Moss pole alternatives
If you’re not looking for a fun DIY project or to pull out your wire cutters and PVC pipes, don’t worry there are a few alternatives that we recommend for climbing houseplants.
- Trellis. Not all tropical plants produce air roots, and if you aren’t looking to connect those roots back into peat moss, you might not benefit from using a moss pole.
- Stackable moss poles. You can buy these premade as a cheap way of assembling multiple moss poles into either one tall stack or keep them separate for each climbing plant.
- Branches from a tree. If you have a friendly tree that’s happy to donate some branches, you can take these and cook them in your oven at low heat (230F) for an hour to kill off any bugs that might still be inside.
- Cedar plank. The problem with using a common wooden stake is that as your vining plants grow, so does rot on the wood. Cedar is the exception: it’s both mold and rot-resistant and has natural properties in its sap that inhibit most common houseplant pests. Just wrap with jute twine for an easy, clean look.
What these alternatives lack is the ability that sphagnum moss has to hold moisture. When you wrap sphagnum you’re creating a nucleation point for vines to attach to, providing moisture to the root system as a clue that this might be a good place to park.
A moss pole is a great way to give your plants the support they need to grow tall [and strong]. With just a few materials and 10 minutes of time, you can make a moss pole that will last for years and help your plant reach its full potential. Best of all, it’s super easy to do and can build a lot of confidence as you start to take on more DIY projects.
If you found this tutorial helpful, feel free to share it with a friend, or make a few of your own moss poles and distribute them! Like always, if you have any comments or questions please do get in touch on social media through Instagram or Twitter.
Does my monstera need a moss pole?
Nope, a moss pole is totally optional! It can help your plant grow vertically, but you could also use fishing line or string to help guide your plant in your direction of choice.
What does a moss pole do?
A moss pole provides a structure for plants to grow vertically, helping them to reach new heights and thrive. It’s also a great way to train your plants to grow in a certain direction. A moss pole also helps tidy up your root structure and adds a bit of decoration to a room.
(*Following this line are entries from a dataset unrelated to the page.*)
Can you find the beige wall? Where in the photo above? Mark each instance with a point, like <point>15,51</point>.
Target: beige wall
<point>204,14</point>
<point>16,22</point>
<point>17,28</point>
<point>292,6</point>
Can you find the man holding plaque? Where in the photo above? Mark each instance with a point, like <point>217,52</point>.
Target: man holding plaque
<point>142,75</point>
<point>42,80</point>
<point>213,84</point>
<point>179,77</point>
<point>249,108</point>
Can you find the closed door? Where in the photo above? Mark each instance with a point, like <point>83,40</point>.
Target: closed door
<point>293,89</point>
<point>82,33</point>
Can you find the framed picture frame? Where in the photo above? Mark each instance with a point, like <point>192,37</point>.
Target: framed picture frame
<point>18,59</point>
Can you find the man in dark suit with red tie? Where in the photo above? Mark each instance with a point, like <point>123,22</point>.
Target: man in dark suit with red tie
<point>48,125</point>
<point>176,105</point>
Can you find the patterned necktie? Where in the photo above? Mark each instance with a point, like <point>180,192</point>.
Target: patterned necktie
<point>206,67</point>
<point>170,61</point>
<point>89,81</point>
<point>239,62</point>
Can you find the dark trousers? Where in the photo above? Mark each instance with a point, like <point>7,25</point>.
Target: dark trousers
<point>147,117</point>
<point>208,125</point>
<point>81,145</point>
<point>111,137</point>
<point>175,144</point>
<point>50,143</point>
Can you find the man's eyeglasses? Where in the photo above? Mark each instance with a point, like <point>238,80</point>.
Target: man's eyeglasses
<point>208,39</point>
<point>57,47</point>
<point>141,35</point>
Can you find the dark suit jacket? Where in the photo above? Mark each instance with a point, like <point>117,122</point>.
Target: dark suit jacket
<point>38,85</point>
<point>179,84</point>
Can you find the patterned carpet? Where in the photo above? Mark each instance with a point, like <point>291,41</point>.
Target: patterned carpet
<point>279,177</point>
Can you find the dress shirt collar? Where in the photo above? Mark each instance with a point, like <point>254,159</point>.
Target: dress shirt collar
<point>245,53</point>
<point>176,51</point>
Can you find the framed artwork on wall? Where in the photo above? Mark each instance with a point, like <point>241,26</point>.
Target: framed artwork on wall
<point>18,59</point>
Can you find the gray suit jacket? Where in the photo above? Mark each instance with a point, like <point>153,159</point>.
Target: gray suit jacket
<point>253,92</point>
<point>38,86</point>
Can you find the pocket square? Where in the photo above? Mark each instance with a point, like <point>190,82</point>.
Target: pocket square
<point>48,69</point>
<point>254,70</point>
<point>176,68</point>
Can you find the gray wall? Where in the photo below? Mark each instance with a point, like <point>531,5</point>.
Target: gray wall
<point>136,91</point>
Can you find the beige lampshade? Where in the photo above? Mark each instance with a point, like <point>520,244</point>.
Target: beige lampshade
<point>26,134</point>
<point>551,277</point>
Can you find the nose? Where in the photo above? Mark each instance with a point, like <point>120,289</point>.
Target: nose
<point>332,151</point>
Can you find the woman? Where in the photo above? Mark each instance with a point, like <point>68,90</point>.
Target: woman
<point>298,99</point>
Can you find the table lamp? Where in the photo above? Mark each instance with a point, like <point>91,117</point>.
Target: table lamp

Do moss poles help plants grow?
They do! A moss pole can help your plant grow by providing vertical reach, letting them grow larger leaves and take in more light.
How long does it take for a plant to attach to a moss pole?
It takes a plant anywhere from a few days to a week to attach to a moss pole. During this period you’ll want to keep the moss pole moist and encourage the root towards the surface. You can also mist the aerial roots with water or rooting hormone to help them take root.
What can I use instead of a moss pole for monstera?
Try using cedar, bamboo, or a trellis to support the weight of your plant. Really any sturdy object works as long as it won’t rot and you’re sure you’re not introducing bugs from outside.
What kind of moss do I use for a moss pole?
Sphagnum moss is our preference, but remember to use gloves when handling. Alternatives to moss include coco coir (coconut fiber) or even just wrapping a thick twine around your pole.
Do moss poles provide nutrients?
No, moss poles do not provide nutrients to plants. They simply provide a structure for plants to grow vertically and attach to. For air plants, they do provide more vertical surface area for the plant to grow, and since these plants grab nutrients out of the air and dust they do provide more opportunities for nutrients.
How should I handle sphagnum moss on an existing moss pole?
Sphagnum moss is a bit fragile but in our experience, it doesn’t damage too easily. Once you attach it to the pole, keep the moss moist, as dry conditions can cause it to shrink and fall off.